La diputada federal Diana Karina Barreras, esposa del morenista Sergio Gutiérrez Luna, se ha convertido en el rostro de una tormenta política tras lograr que el Tribunal Electoral sancionara a una ciudadana por un simple tuit. En un caso que ha encendido la discusión sobre la libertad de expresión, Karla María Estrella —una ama de casa sin afiliaciones políticas ni seguidores masivos— fue castigada por opinar, como cualquier otra persona, que la candidatura de Barreras parecía estar impulsada por su relación con Gutiérrez Luna.

A pesar de que la plataforma X no encontró ninguna infracción a sus normas, Karla optó por eliminar el tuit tras conocer que había sido denunciada. El Tribunal Electoral, dominado por figuras cercanas a Morena como Mónica Soto, Felipe Fuentes y Felipe de la Mata, dictaminó que su mensaje era violencia política de género. Según Soto, Karla habría reproducido estereotipos sexistas al cuestionar los méritos de la diputada, una interpretación que para muchos resulta excesiva y desproporcionada.
Como consecuencia, Karla fue multada, obligada a disculparse públicamente durante 30 días, inscrita en el Registro Nacional de Personas Sancionadas y forzada a tomar un curso de género. El castigo fue percibido como una muestra de abuso de poder, generando una ola de indignación en redes sociales y en la opinión pública. La balanza emocional se inclinó de forma abrumadora a favor de la ciudadana, vista como víctima de una maquinaria política que no tolera la crítica.

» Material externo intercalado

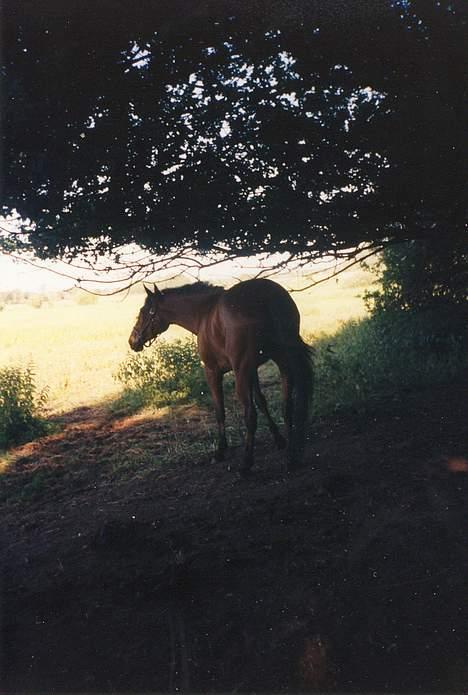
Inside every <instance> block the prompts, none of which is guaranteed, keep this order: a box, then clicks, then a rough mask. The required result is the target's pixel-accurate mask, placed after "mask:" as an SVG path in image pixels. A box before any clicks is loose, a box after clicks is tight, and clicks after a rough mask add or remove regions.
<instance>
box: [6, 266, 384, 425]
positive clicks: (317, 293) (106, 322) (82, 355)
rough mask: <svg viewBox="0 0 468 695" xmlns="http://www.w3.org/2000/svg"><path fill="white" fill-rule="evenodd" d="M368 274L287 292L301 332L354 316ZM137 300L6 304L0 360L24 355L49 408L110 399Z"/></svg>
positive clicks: (88, 402) (288, 287)
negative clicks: (30, 363) (294, 310)
mask: <svg viewBox="0 0 468 695" xmlns="http://www.w3.org/2000/svg"><path fill="white" fill-rule="evenodd" d="M370 280H371V276H369V275H367V274H366V273H364V272H363V271H362V270H355V271H349V272H348V273H346V274H343V275H342V276H341V277H340V280H339V282H336V281H335V280H331V281H329V282H327V283H323V284H321V285H318V286H317V287H315V288H313V289H311V290H308V291H304V292H295V293H294V294H293V297H294V300H295V301H296V303H297V304H298V306H299V310H300V312H301V316H302V331H303V332H304V333H312V334H318V333H321V332H333V331H334V330H335V329H336V328H337V327H338V326H339V325H340V323H342V322H343V321H345V320H347V319H349V318H352V317H358V316H361V315H362V314H363V313H364V305H363V302H362V299H361V298H360V295H362V294H363V291H364V290H365V288H366V287H367V286H368V285H369V282H370ZM225 284H228V283H225ZM282 284H284V286H285V287H287V288H288V289H289V288H291V287H294V286H296V287H300V286H301V281H300V280H298V278H285V279H284V280H282ZM305 284H307V283H306V281H303V282H302V285H305ZM142 301H143V299H142V296H141V295H130V296H128V297H126V298H125V299H120V298H116V297H114V298H112V297H106V298H101V299H99V301H98V302H97V303H95V304H89V305H87V304H84V305H81V304H79V303H77V302H76V301H74V300H62V301H56V302H52V303H48V302H46V303H43V304H42V306H40V307H39V308H36V307H34V306H32V305H30V304H7V305H5V307H4V309H3V311H1V312H0V367H2V366H8V365H25V364H27V363H31V362H32V363H33V364H34V366H35V370H36V375H37V385H38V387H39V388H42V387H44V386H47V387H48V388H49V405H48V408H49V412H50V413H59V412H64V411H67V410H70V409H72V408H74V407H77V406H81V405H85V404H86V405H91V404H95V403H99V402H100V401H103V400H106V399H109V398H112V397H113V396H115V395H116V394H117V393H118V392H119V390H120V389H121V386H120V385H119V384H118V383H117V382H116V381H115V379H114V374H115V372H116V370H117V368H118V365H119V364H120V362H121V361H122V360H123V359H124V358H125V356H126V355H127V353H128V344H127V340H128V336H129V334H130V330H131V328H132V325H133V323H134V320H135V316H136V314H137V312H138V309H139V307H140V305H141V303H142ZM184 334H186V333H185V331H183V329H179V328H177V327H171V328H170V329H169V331H168V333H167V337H168V338H171V337H172V338H174V337H182V336H183V335H184Z"/></svg>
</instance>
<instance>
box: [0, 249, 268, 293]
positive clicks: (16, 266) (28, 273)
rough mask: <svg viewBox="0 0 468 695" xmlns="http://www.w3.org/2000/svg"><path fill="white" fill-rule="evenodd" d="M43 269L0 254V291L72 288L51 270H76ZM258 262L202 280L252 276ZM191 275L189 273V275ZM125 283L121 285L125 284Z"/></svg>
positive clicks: (50, 289)
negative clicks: (246, 273)
mask: <svg viewBox="0 0 468 695" xmlns="http://www.w3.org/2000/svg"><path fill="white" fill-rule="evenodd" d="M43 265H44V266H45V267H44V268H42V269H41V268H35V267H33V266H31V265H30V264H29V263H26V262H25V261H18V260H13V259H12V258H10V257H8V256H6V255H2V254H0V292H8V291H10V290H15V289H21V290H23V291H25V292H52V291H59V290H66V289H70V288H72V287H74V286H75V285H76V283H75V282H74V280H73V279H69V278H66V277H61V276H60V275H57V274H56V273H54V272H53V270H54V269H55V270H58V271H59V272H61V273H65V274H70V275H72V276H76V275H77V273H78V272H79V271H76V270H74V269H73V268H69V267H68V266H67V265H66V264H64V263H59V262H58V263H52V262H50V263H44V264H43ZM258 268H259V266H258V261H257V260H256V259H255V258H244V259H241V260H239V261H238V262H233V261H225V262H223V263H219V264H218V265H216V266H213V267H211V268H209V269H207V270H204V271H201V273H200V276H199V277H200V279H201V280H216V278H218V280H219V278H232V279H235V278H236V277H239V276H240V275H242V274H245V273H248V272H249V270H250V271H251V272H252V275H253V274H254V273H255V272H256V271H257V270H258ZM189 274H190V273H189ZM169 275H170V272H168V271H166V272H165V273H164V274H160V276H159V278H157V279H159V280H160V281H162V280H164V279H165V277H168V276H169ZM192 276H193V278H194V280H196V279H198V278H197V276H196V275H195V274H194V273H192ZM99 277H100V278H101V279H105V278H106V277H108V278H110V277H113V278H115V277H116V274H113V275H109V274H105V273H104V272H102V273H101V274H100V276H99ZM124 284H125V282H123V283H122V285H124ZM85 286H86V288H87V289H92V290H93V291H94V290H95V291H101V292H103V293H105V292H106V291H111V290H113V289H117V286H116V285H105V284H101V285H94V286H91V285H90V284H86V285H85Z"/></svg>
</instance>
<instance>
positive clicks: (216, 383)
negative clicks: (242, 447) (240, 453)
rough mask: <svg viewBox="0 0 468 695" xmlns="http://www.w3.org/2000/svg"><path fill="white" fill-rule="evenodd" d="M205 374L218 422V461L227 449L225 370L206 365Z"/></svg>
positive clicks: (215, 457)
mask: <svg viewBox="0 0 468 695" xmlns="http://www.w3.org/2000/svg"><path fill="white" fill-rule="evenodd" d="M205 376H206V380H207V382H208V386H209V388H210V391H211V397H212V399H213V405H214V409H215V414H216V422H217V424H218V448H217V449H216V453H215V459H216V460H217V461H222V460H223V459H224V452H225V451H226V449H227V440H226V428H225V424H224V423H225V420H226V412H225V410H224V392H223V372H222V371H221V370H219V369H209V368H208V367H206V366H205Z"/></svg>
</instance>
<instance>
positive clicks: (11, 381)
mask: <svg viewBox="0 0 468 695" xmlns="http://www.w3.org/2000/svg"><path fill="white" fill-rule="evenodd" d="M46 400H47V391H46V389H43V390H42V391H38V390H37V388H36V384H35V375H34V370H33V367H32V365H28V366H27V367H24V368H22V367H4V368H2V369H0V449H6V448H8V447H10V446H13V445H15V444H20V443H22V442H26V441H29V440H31V439H34V437H37V436H40V435H42V434H44V433H45V432H46V424H45V420H44V419H43V418H42V417H41V414H40V413H41V409H42V407H43V406H44V404H45V402H46Z"/></svg>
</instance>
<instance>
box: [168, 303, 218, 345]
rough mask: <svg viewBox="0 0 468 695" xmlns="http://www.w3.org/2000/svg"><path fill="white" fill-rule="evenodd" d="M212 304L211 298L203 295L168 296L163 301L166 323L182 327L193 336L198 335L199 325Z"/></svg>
mask: <svg viewBox="0 0 468 695" xmlns="http://www.w3.org/2000/svg"><path fill="white" fill-rule="evenodd" d="M212 303H213V297H209V296H206V295H203V294H199V295H197V294H194V295H185V296H184V295H183V294H180V295H171V294H168V295H166V297H165V300H164V305H165V313H166V316H167V319H168V321H170V323H175V324H176V325H177V326H182V328H185V329H186V330H187V331H190V332H191V333H194V334H195V335H198V331H199V328H200V323H201V321H202V319H203V317H204V316H205V315H206V313H207V311H209V307H210V306H211V304H212Z"/></svg>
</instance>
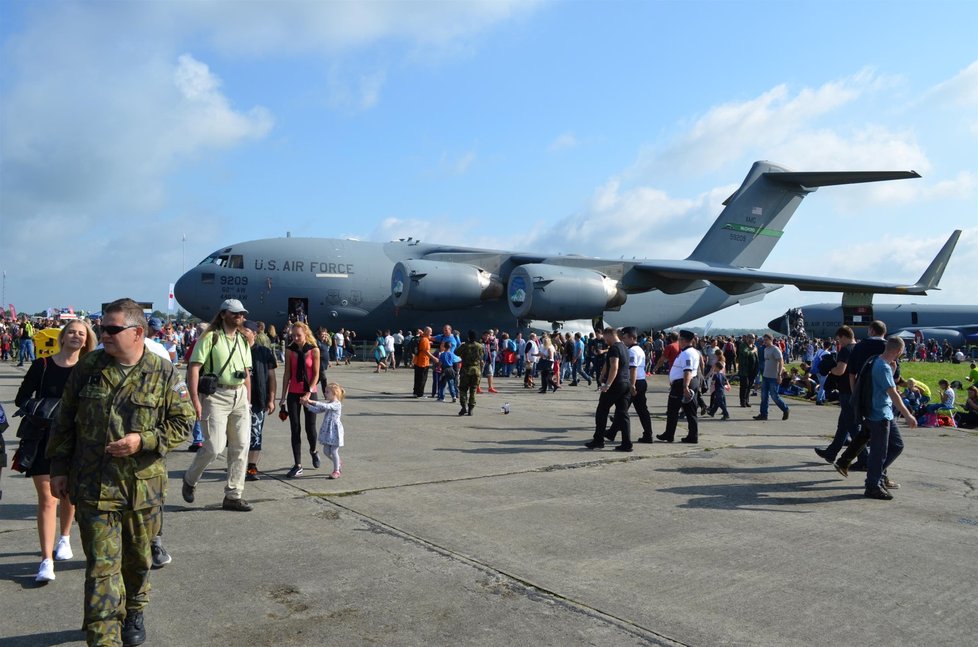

Pero el giro no se hizo esperar. Mientras la sanción contra Karla se hacía efectiva, la propia diputada Barreras se vio envuelta en una denuncia por presunta promoción personalizada e indebida propaganda. Apenas el 5 de julio de 2025, en Hermosillo, la legisladora presentó su informe de actividades con un despliegue de espectaculares y bardas que muchos consideraron innecesario y violatorio del artículo 134 constitucional.
Más allá del boato, poco hay que destacar en la gestión legislativa de Barreras: solo tres iniciativas presentadas en todo su periodo. La denuncia en su contra, aunque aún en curso, reabre el debate sobre los excesos de quienes desde el poder buscan silenciar a la ciudadanía mientras hacen uso abusivo de recursos públicos para engrandecer su imagen.
Con este nuevo episodio, el discurso de defensa de los derechos políticos de las mujeres comienza a parecer un escudo para blindar intereses personales, mientras se pisotean principios democráticos elementales como el derecho a opinar y cuestionar a los funcionarios públicos. La justicia, al parecer, no pesa igual para todos.